I was not happy about any of this. Forget Obama, I want to remember the way my son says "good morning beautiful day!" every morning. And I want him to remember it too. Which is why I decided to turn to the place I often rely on for help in a crisis: Google. A few months ago I set up gmail accounts for my kids. Whenever I have that itch in my brain that says "will I remember this one day?" I write my kids a quick note. The results are pretty scattered--and equally amusing. I just looked at my eldest's account and there are messages about everything from how he calls going to school his "job", to how he likes to watch horrible tv (why oh why oh WHY did any sane person create the whiny horror that is Caillou??), to how I have never been so proud in my life as when he, unprompted and for no apparent reason, was sweet and kind to an old, lonely stranger at a party.

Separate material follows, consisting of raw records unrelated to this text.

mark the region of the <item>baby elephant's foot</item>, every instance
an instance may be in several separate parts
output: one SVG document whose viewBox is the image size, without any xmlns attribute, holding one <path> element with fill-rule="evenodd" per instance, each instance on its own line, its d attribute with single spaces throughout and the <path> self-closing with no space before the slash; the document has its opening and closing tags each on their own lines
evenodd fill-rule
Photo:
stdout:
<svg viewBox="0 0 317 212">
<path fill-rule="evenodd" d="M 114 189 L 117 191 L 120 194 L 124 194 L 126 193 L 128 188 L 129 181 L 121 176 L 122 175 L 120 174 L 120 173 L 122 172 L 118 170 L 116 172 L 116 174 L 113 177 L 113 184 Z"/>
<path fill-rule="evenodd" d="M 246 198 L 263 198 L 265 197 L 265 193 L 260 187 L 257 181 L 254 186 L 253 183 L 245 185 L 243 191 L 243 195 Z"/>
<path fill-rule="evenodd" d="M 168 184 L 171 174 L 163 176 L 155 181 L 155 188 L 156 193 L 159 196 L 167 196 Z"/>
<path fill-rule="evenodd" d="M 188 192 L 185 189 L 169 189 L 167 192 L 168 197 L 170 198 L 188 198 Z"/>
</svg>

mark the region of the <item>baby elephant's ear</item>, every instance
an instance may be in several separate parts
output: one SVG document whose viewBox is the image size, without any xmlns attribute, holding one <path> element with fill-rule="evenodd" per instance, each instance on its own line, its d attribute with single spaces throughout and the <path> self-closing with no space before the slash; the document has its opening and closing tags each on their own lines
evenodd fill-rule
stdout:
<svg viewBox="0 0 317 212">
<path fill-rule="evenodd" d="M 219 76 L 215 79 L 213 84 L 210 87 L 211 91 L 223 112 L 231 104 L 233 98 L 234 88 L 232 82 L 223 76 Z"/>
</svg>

Email is far less daunting than the beautiful raw silk baby book you have yet to fill a page of. (At least mine is raw silk. And man is it gorgeous. Even with the 3 inches of dust it has collected thus far. Maybe one day I will donate it to a museum.) Just as quickly as your child can say or do something hilarious, you can forever enshrine it in an inbox! Nothing about recording your memory has to be "perfect" (and I know I don't have to introduce you to the Devi-perfectionist-complex do I?) and you don't have to do a dog and pony show with it--email is almost quaint in its simplicity and privacy. Moreover, something about this method makes it easier to capture all of the unique, silly, anachronistic, anomalously amazing things about our kids. When you don't have a set number of pages to fill, or somebody dictating to you that you should "place first birthday party here," the milestones arrive organically, and can include moments such as the first time your son was in a photobooth (which is a big rite of passage in my family).
The last week has reaffirmed to me how rich our lives are. Not only for the big things, but for all the little ones too. Writing these seemingly silly messages to my kids gives me--and one day my kids--a way to remember some of these little things that make our lives ours.